The connections Burke made during the pandemic—and everything he feared he wouldn’t get back when he fell ill His views on cooking changed. “I look at food differently. And I’m more intentional with what I’m cooking.” When Burke finally regained consciousness, he recounted his childhood meals as well as recipes he discovered through his new family. “How do I incorporate them and their stories into my work?” for inspiration, Burke turns to queer potlucks which started popping up in the 50s, Mainly organized by gay communities To connect and organize when other spaces did not welcome them. “People were making food out of their blood families that they no longer talk about, but that food is so important to them that it needs to be shared and passed on. When people ask what is weird food, I say, ‘It’s not a solid thing. It’s the makeup of many things. Like the queer community, it’s the spectrum.'”
Instead of being left at the kitchen door, it is now part of Burke’s cooking process. This change happened, in large part, after Burke’s move away from the professional kitchen. “Since becoming a parent and leaving the restaurant world, I’ve really learned more about myself as someone,” he says. “I am so much more appreciative of my strange identity and embracing it. I talk about it a lot and I really lean into it. I used to be like, ‘Oh, I don’t want to be a gay chef.’ But I think there was pressure from these heterosexual, cisgender, male-run places to suppress my identity. He wants these cycles of separation to end, and it starts at home, with his child. “We can equip him with the ability to be strong and stand up for what’s right and not be shaken by any hatred, because that’s what he’s going to do,” Burke says. “It is our responsibility to give him the tools to be able to stand up for himself and his family.”
Compared to the way he once walked through a restaurant kitchen, Burke’s clarity and confidence are almost unrecognizable. “I was mean and cold.
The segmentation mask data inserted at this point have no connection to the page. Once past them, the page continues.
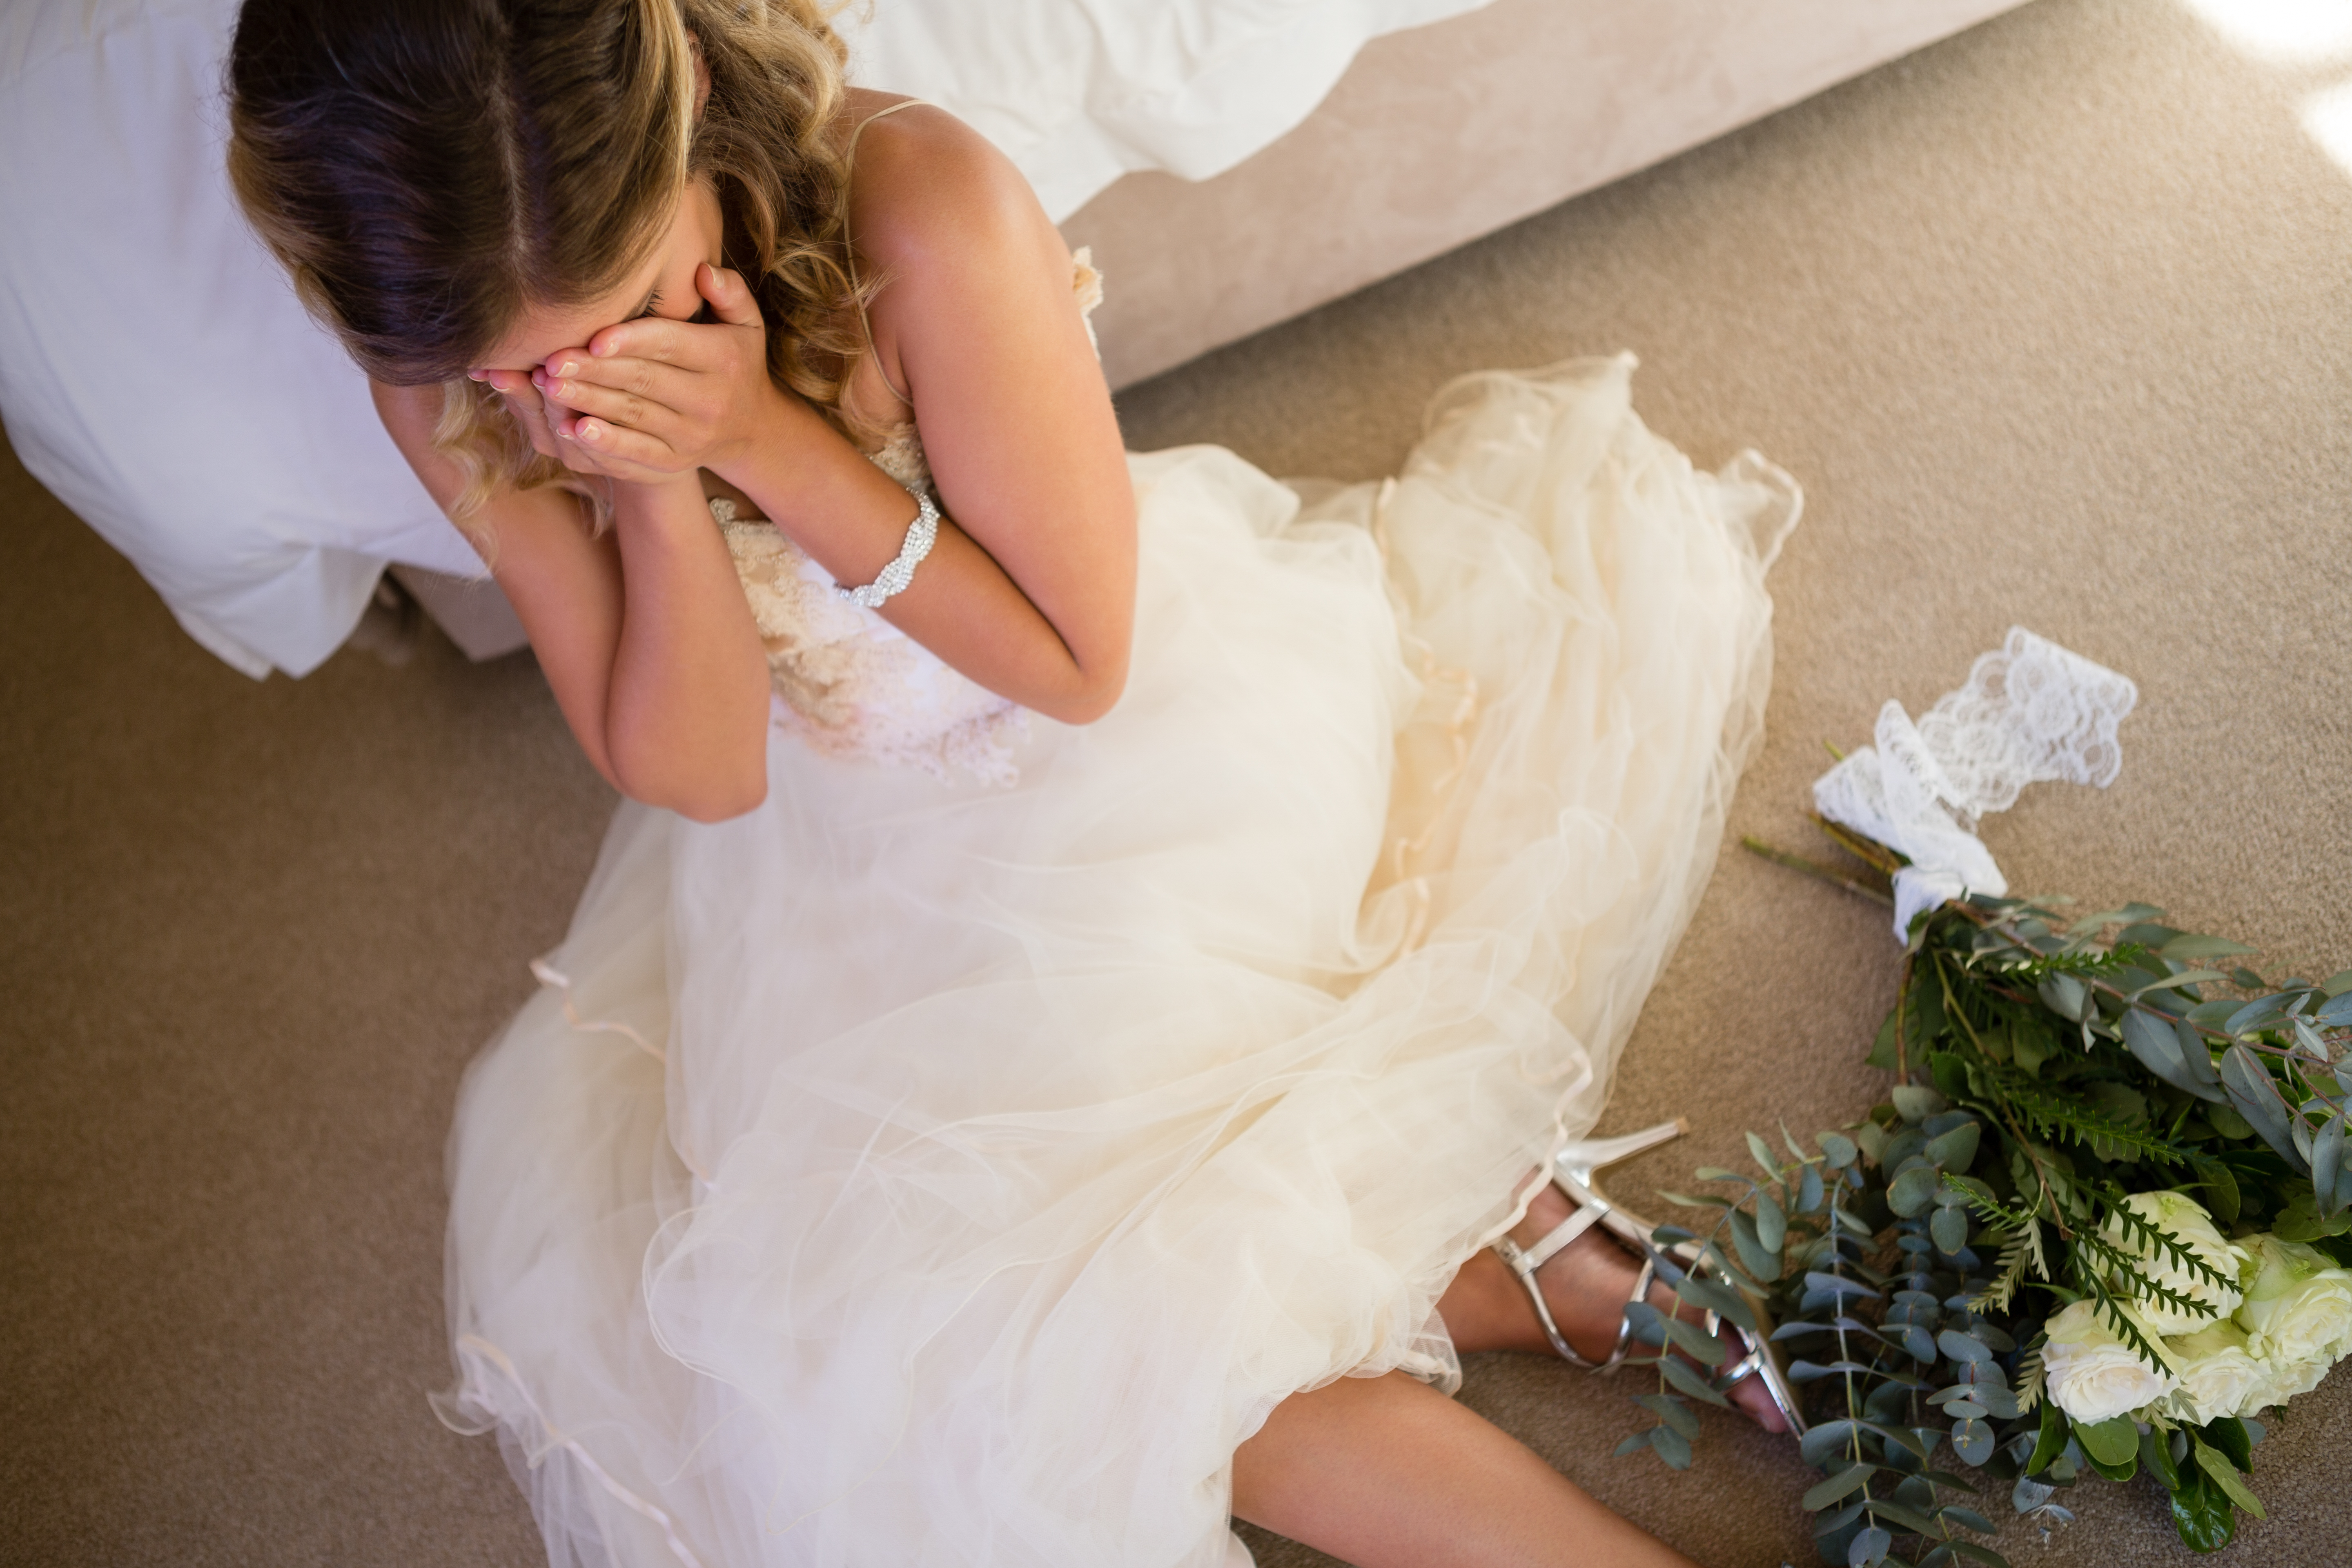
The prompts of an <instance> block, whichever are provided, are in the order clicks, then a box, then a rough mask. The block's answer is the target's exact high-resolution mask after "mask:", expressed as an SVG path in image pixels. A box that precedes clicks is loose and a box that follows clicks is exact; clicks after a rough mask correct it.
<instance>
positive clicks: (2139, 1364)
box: [2042, 1300, 2180, 1425]
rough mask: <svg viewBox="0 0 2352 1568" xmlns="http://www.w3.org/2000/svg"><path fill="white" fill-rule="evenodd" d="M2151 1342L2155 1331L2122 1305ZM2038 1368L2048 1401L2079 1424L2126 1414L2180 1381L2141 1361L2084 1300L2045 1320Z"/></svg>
mask: <svg viewBox="0 0 2352 1568" xmlns="http://www.w3.org/2000/svg"><path fill="white" fill-rule="evenodd" d="M2124 1312H2126V1314H2129V1316H2133V1319H2136V1321H2138V1324H2140V1331H2143V1333H2145V1335H2147V1338H2150V1340H2152V1342H2154V1340H2157V1331H2154V1328H2147V1324H2145V1319H2143V1316H2140V1314H2138V1312H2133V1309H2131V1307H2124ZM2042 1371H2044V1378H2046V1385H2049V1394H2051V1403H2056V1406H2058V1408H2060V1410H2065V1413H2067V1415H2072V1418H2074V1420H2079V1422H2086V1425H2089V1422H2103V1420H2112V1418H2117V1415H2129V1413H2131V1410H2138V1408H2140V1406H2147V1403H2154V1401H2157V1399H2164V1396H2166V1394H2171V1392H2173V1389H2176V1387H2180V1380H2178V1378H2173V1375H2171V1373H2159V1371H2157V1368H2152V1366H2147V1361H2140V1356H2138V1354H2136V1352H2133V1349H2131V1347H2129V1345H2124V1342H2122V1340H2119V1338H2114V1331H2112V1328H2107V1324H2105V1321H2103V1319H2100V1314H2098V1309H2096V1307H2093V1305H2091V1302H2086V1300H2082V1302H2072V1305H2070V1307H2065V1309H2063V1312H2058V1314H2056V1316H2051V1321H2049V1345H2044V1347H2042Z"/></svg>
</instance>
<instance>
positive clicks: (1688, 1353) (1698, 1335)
mask: <svg viewBox="0 0 2352 1568" xmlns="http://www.w3.org/2000/svg"><path fill="white" fill-rule="evenodd" d="M1658 1328H1663V1331H1665V1338H1668V1340H1672V1342H1675V1345H1677V1347H1679V1349H1682V1354H1686V1356H1691V1359H1693V1361H1698V1363H1700V1366H1722V1363H1724V1354H1726V1347H1724V1342H1722V1340H1717V1338H1715V1335H1710V1333H1705V1331H1703V1328H1700V1326H1698V1324H1684V1321H1682V1319H1679V1316H1668V1319H1658Z"/></svg>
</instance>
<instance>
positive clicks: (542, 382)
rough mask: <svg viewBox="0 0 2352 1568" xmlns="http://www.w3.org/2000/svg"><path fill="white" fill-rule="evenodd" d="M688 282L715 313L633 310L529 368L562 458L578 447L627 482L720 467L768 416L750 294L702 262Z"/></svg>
mask: <svg viewBox="0 0 2352 1568" xmlns="http://www.w3.org/2000/svg"><path fill="white" fill-rule="evenodd" d="M694 287H696V292H699V294H701V296H703V299H706V301H710V313H713V315H715V317H717V320H713V322H675V320H666V317H659V315H647V317H637V320H633V322H621V324H619V327H604V329H602V331H597V334H595V336H593V339H588V346H586V348H576V350H572V348H567V350H564V353H557V355H550V357H548V362H546V364H541V367H539V369H536V371H532V378H529V381H532V390H534V393H536V395H539V397H541V400H543V409H546V416H543V423H546V428H548V433H550V435H553V440H555V442H557V447H562V449H569V451H567V456H564V461H567V463H572V465H574V468H579V463H574V461H572V454H581V456H586V458H590V461H593V468H595V473H604V475H612V477H614V480H637V482H649V480H663V477H673V475H682V473H694V470H696V468H720V465H724V463H727V461H729V458H734V456H739V454H741V449H743V444H746V442H748V440H753V435H755V433H757V430H760V428H762V423H764V421H767V418H769V414H771V407H774V402H776V397H781V395H783V393H779V390H776V383H774V381H769V374H767V322H764V317H762V315H760V303H757V301H755V299H753V294H750V289H748V287H746V284H743V277H741V275H739V273H731V270H724V268H713V266H708V263H706V266H699V268H696V270H694ZM501 390H503V388H501ZM517 414H520V409H517ZM524 428H529V423H524ZM534 440H536V433H534Z"/></svg>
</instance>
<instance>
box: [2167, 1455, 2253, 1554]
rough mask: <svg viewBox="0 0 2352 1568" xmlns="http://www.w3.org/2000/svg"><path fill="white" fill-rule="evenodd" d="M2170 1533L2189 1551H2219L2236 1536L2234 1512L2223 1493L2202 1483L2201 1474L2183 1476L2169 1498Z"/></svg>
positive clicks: (2210, 1482) (2216, 1551)
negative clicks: (2176, 1487) (2231, 1537)
mask: <svg viewBox="0 0 2352 1568" xmlns="http://www.w3.org/2000/svg"><path fill="white" fill-rule="evenodd" d="M2171 1505H2173V1530H2178V1533H2180V1542H2183V1544H2185V1547H2187V1549H2190V1552H2220V1549H2223V1547H2227V1544H2230V1537H2232V1535H2237V1509H2234V1507H2230V1497H2227V1493H2223V1490H2220V1488H2218V1486H2213V1483H2211V1481H2206V1476H2204V1472H2201V1469H2199V1472H2194V1474H2183V1479H2180V1488H2178V1490H2176V1493H2173V1497H2171Z"/></svg>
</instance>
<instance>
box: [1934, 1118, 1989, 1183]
mask: <svg viewBox="0 0 2352 1568" xmlns="http://www.w3.org/2000/svg"><path fill="white" fill-rule="evenodd" d="M1983 1135H1985V1128H1983V1126H1980V1124H1978V1121H1964V1124H1959V1126H1955V1128H1952V1131H1950V1133H1943V1135H1940V1138H1931V1140H1929V1145H1926V1150H1924V1154H1926V1157H1929V1159H1931V1161H1936V1164H1938V1166H1943V1168H1945V1171H1966V1168H1969V1161H1973V1159H1976V1145H1978V1140H1980V1138H1983Z"/></svg>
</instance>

I just shut off all emotions and became the person people were afraid of because they couldn’t read me,” he wrote in his Eater essay. “Instead of changing the culture of the workplace, I contributed to its dysfunction.” Burke has not given up on the idea that the restaurant is, at its core, a place for “respite and restoration.” He used his distance from the restaurant to question how the industry treated him. And how failed others in their situation. “How can we create a space that welcomes anyone and everyone in a safe environment?” he asks. The question goes beyond him and his immediate community, to many kitchens. where queer people, people of color and women still do not feel safe and are not treated with respect.” How do we show that we can come from many different walks of life, But can we be there for each other?”
crush rush is a photojournalist based in South Carolina.